Why The Prospect Now Charges
An alert reader recently asked Jerusha a number of very interesting questions; one was "why does the Prospect now charge"? It’s a good question, one advertisers ask all the time. The Prospect frequently asks people to honestly answer questions; we think we should honestly answer this one. There are several reasons:
- We like money. We have corporeal bodies and do not actually live on the internet with our little doggies as some people think. I personally enjoy farting, which requires beans, broccoli, eggs and asparagus in carefully crafted proportions. We think we provide a service to the nation, but the government disagrees and taxes us for things we don’t want and didn’t ask for.
- It takes a lot of time and costs a lot of money to be a newspaper guy or gal. There are extremely boring meetings to attend, meetings where nothing happens most of the time, and when something does happen it does so amidst a swirl of bureaucratese which means it’s like poking through the outhouse for the quarter you know your little brother swallowed (no offense to our hard working public servants). We also have to sweep through the drek on the internet, gleaning through the fluff and gas of other media in an effort to find the few things that are actually worth our time. This is all very unpleasant work. A proctologist, or, conversely, a dentist, would be very well rewarded for providing a somewhat similar service. It also takes a lot of time we could be doing something more fun.
- If we don’t charge, no one will take us seriously. This is capitalist America, there is a built in assumption that something for nothing is worth its cost. If we don’t charge, our word is meaningless; if we do, it’s worth a little something. Besides, thanks to you, our numbers are looking pretty good, we have a readership that challenges the other local rags, and that is worth something. If you compare "eye time," meaning the number of minutes readers spend per week reading our site compared to the number of minutes people spend on competing local media, our ad space is quite a bargain.
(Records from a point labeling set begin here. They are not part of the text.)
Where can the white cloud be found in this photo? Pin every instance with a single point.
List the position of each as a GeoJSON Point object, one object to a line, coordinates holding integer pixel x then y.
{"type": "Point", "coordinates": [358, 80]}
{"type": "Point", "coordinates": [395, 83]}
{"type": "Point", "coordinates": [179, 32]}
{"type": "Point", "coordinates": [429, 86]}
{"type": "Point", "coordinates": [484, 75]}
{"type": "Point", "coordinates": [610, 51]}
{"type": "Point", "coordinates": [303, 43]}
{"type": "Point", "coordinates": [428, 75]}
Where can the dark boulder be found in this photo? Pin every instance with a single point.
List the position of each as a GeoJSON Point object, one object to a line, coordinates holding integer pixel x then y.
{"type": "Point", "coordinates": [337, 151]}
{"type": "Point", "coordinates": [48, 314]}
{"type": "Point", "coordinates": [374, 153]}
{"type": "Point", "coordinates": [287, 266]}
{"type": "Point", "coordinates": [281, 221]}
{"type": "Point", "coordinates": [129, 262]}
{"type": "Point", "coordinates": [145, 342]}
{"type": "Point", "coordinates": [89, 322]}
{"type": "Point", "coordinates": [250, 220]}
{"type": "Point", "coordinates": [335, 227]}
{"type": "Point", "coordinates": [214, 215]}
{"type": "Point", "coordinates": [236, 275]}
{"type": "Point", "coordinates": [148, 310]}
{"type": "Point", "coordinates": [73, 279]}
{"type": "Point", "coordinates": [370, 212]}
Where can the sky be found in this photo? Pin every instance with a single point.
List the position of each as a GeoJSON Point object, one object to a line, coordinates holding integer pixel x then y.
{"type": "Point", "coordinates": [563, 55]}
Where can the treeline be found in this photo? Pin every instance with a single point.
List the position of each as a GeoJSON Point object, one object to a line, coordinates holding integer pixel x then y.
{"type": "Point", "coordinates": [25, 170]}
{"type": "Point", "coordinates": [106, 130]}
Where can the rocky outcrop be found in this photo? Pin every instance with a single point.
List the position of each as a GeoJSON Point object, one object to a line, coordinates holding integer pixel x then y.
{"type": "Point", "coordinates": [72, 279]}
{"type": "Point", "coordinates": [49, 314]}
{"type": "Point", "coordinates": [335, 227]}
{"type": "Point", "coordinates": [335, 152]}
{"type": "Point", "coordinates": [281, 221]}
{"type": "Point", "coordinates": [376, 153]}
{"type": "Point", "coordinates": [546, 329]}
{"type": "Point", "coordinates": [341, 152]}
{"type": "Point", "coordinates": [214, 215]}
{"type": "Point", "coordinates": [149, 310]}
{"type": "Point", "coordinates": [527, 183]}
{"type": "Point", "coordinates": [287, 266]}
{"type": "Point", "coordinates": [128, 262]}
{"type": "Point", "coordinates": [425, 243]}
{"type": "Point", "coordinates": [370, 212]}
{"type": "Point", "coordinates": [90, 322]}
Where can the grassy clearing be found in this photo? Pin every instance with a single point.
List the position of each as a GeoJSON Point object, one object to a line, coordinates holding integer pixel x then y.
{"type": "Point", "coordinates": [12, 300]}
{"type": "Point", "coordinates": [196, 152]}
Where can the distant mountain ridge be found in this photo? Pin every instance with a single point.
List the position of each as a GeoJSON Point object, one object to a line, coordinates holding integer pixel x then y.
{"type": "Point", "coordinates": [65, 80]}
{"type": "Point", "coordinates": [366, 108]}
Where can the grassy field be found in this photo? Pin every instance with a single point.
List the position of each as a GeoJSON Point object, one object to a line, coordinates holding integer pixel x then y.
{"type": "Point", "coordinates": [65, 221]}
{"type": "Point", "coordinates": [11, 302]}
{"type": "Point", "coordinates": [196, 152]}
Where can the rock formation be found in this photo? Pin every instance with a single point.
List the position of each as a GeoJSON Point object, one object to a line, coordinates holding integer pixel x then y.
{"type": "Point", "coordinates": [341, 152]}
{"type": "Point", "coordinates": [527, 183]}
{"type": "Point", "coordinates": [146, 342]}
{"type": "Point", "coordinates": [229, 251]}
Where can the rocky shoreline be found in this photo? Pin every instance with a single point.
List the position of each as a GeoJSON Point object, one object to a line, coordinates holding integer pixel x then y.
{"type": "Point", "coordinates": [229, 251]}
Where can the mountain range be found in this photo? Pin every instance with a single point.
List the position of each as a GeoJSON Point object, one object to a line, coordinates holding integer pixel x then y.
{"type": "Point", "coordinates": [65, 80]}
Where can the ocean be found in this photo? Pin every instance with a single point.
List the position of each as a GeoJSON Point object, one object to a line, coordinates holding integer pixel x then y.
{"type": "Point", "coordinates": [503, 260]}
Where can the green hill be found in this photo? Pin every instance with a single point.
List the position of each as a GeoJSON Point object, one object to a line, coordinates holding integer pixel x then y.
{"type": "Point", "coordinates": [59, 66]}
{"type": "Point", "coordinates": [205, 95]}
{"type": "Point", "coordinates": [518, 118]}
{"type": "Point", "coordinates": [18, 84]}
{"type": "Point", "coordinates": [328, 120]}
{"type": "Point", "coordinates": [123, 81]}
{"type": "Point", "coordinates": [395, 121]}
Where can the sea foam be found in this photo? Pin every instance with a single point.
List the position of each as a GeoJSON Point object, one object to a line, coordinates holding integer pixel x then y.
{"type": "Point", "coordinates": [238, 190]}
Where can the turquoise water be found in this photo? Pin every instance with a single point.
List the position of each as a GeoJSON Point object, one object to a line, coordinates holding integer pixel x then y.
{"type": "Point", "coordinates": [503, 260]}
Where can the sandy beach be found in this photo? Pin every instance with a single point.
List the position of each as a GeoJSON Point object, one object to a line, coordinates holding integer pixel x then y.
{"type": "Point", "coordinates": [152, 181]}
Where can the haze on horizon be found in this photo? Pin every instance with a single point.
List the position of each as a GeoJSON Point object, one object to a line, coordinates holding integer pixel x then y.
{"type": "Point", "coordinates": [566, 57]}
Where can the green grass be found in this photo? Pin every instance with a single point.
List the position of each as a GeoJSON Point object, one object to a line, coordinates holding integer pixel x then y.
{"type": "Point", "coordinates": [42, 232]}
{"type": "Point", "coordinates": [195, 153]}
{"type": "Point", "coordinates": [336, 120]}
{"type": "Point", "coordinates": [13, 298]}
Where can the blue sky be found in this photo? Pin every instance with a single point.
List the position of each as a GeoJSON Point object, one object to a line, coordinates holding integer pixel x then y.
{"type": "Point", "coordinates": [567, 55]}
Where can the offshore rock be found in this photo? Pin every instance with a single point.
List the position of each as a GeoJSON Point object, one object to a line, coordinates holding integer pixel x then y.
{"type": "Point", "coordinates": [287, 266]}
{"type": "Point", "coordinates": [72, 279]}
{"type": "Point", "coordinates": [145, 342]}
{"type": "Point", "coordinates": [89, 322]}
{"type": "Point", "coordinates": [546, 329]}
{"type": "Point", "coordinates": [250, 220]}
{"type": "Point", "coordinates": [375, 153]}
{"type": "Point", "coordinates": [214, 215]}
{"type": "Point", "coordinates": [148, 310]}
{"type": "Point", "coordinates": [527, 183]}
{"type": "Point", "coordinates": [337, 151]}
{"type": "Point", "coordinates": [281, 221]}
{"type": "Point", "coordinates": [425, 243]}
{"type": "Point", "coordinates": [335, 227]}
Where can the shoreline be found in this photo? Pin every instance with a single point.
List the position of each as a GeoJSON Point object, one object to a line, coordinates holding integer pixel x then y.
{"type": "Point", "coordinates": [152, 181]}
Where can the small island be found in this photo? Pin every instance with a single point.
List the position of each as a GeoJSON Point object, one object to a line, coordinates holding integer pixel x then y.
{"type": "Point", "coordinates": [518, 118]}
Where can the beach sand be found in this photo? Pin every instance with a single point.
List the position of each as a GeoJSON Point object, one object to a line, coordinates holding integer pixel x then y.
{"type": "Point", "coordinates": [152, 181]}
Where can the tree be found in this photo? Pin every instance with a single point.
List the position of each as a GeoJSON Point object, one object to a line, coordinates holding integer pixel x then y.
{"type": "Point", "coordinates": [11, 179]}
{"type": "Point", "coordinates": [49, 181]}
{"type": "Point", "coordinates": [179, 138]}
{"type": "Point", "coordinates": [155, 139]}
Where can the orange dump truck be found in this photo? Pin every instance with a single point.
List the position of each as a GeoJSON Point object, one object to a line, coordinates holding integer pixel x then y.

- We mostly don’t charge. We don’t charge for things other local media do charge for, including ads for cool local events, and job notices even for the county, unless the job is awash in federal dollars, then we want some of our tax dollars back. When we do charge, it’s very reasonable, particularly as compared to other local media.
- We have to charge, or the other two local newspapers, the Booster and the Messenger, will continue to roll in dough completely unchecked. The Messenger has a lock on official notices and the peeping tom report for Downieville, and the Booster has a death grip on the county’s metropolitan area. Only a tiny bit of competition from the Prospect keep these two hoary media giants from cooperating out of habit to prevent the 21st Century from happening in Sierra County until 2040.
Truth be told, we hate charging for ads. Having advertisers means having a dozen little bosses. It means self-censoring and using words like "human mammary gland" instead of "velvety melon". It means having to couch issues like cannabis in comfortable wrapping by saying "doctors say you can" and "the state is going to get tax money" instead of saying "in a free country, people don’t have to ask the government for permission to live their lives, you idiots suck."
We like our readers to be our boss, a thousand bosses. You pay us by reading, and sometimes give us a bonus by responding with an LTE. Unfortunately, we don’t like websites that run side ads like Google because they load your computer with cookies. The uninitiated often don’t see a problem with that, but wise users avoid a buildup of cookies. The amount we would make pushing belly fat removers and cures for erectile dysfunction isn’t worth the ugliness those ads would bring to our currently raucous site.
It has been suggested that the Prospect become a non-profit and ask for memberships as public television does. But, the Prospect isn’t really public, even though we encourage public participation, and frankly, we don’t want to have to run "Fresh Air".
There are a lot of small businesses in the area where the owners put in 60 hours a week and make less than suppliers and employees. The Prospect is proud to be in that number.
When you see us driving a "SCP" news van with GPS and satellite hookup, you should wonder if we’re charging too much. If you continue to see the sagging van with the peeling paint parked outside a Board of Supervisor’s meeting, you’ll know we’re still just getting by.